Get the latest updates from Anthropic's engineering and product leaders at the Code with Claude 2026 opening keynote in San Francisco.

May 6, 202647mWatch on YouTube ↗

CHAPTERS

  1. 2:01 – 3:46

    Ami Vora on the joy of building—and why AI is shifting what’s possible

    Ami opens with a personal story about discovering the joy of programming and contrasts the old barriers to building with today’s always-available compute and AI. She frames Claude as a “superpower” that gives more people access to that same feeling of discovery and creation.

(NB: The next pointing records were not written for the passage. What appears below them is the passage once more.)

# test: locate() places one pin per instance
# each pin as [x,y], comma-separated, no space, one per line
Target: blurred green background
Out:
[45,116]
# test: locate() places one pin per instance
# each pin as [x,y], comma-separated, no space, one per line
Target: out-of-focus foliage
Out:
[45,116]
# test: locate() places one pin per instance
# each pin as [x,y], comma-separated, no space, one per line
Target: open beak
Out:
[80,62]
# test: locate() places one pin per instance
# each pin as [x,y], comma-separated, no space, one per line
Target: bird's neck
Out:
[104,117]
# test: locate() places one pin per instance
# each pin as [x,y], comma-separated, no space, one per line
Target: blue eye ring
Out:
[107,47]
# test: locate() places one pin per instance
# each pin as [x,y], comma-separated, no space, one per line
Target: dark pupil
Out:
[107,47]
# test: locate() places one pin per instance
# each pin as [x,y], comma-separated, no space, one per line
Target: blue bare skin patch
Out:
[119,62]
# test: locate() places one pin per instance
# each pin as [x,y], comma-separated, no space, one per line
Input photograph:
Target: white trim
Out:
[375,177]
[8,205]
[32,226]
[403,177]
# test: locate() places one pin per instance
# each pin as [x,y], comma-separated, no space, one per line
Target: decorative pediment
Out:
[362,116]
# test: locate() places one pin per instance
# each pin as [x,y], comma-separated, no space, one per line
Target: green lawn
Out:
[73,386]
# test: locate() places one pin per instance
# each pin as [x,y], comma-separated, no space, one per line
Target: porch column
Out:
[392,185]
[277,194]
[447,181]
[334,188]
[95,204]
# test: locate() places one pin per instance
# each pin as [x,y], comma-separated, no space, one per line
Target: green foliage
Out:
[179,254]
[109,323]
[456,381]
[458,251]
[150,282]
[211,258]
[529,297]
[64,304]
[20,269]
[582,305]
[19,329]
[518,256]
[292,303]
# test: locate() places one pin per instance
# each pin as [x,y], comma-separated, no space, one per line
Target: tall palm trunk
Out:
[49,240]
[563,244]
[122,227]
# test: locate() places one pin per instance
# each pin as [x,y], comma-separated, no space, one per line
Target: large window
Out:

    • Personal origin story: first program that worked and the emotional hook of building
    • How access has changed: no more lab queues or specialized infrastructure to do powerful work
    • Developers experience AI’s shift differently—frontier builders, guides, and those seeking what’s next
    • The pace of change forces constant replanning and adaptation
    • AI tools now lower barriers to creating things that didn’t previously exist
  2. 3:46 – 5:49

    Real-world impact: faster migrations at Stripe and faster foster-care licensing at Binti

    Ami grounds the “superpowers” idea in concrete examples that show both efficiency gains and real human impact. The stories highlight how AI-enabled developer work can compress timelines dramatically.

    • Stripe: 50k lines of Scala migrated to Java—10 weeks estimated, done in 4 days with Claude
    • Binti: Claude API reduces caseworker paperwork and removes 20 days from foster-family licensing
    • Efficiency as a means to outcomes—not just speed metrics
    • AI impact spans internal engineering and mission-critical social systems
    • Developers translate model capability into practical tools people actually use
  3. 5:49 – 7:50

    The exponential capability curve vs. linear adoption—and the developer’s role in closing the gap

    Ami describes rapid leaps in model capability—from email writing to long-running agents to vulnerability discovery—and argues most organizations still adopt AI slowly. She positions developers as the key bridge between frontier capabilities and real-world value.

    • Rapid capability milestones: hour-long agents → overnight agents → Mythos finding a 27-year OpenBSD vuln
    • Capability intervals are shrinking while jumps are getting bigger
    • Organizations adopt AI linearly, creating a widening capability-to-impact gap
    • Developers are the mechanism for turning capability into usable products
    • Platform growth signals: ~17X API volume YoY; ~20 hours/week average Claude Code usage
  4. 7:50 – 9:21

    What to expect today: no new model, but major product upgrades across platform and Claude Code

    Ami previews the keynote structure: model-layer updates, platform primitives for agents, and Claude Code primitives for automation. The throughline is enabling developers to ship faster and more reliably using improved tooling.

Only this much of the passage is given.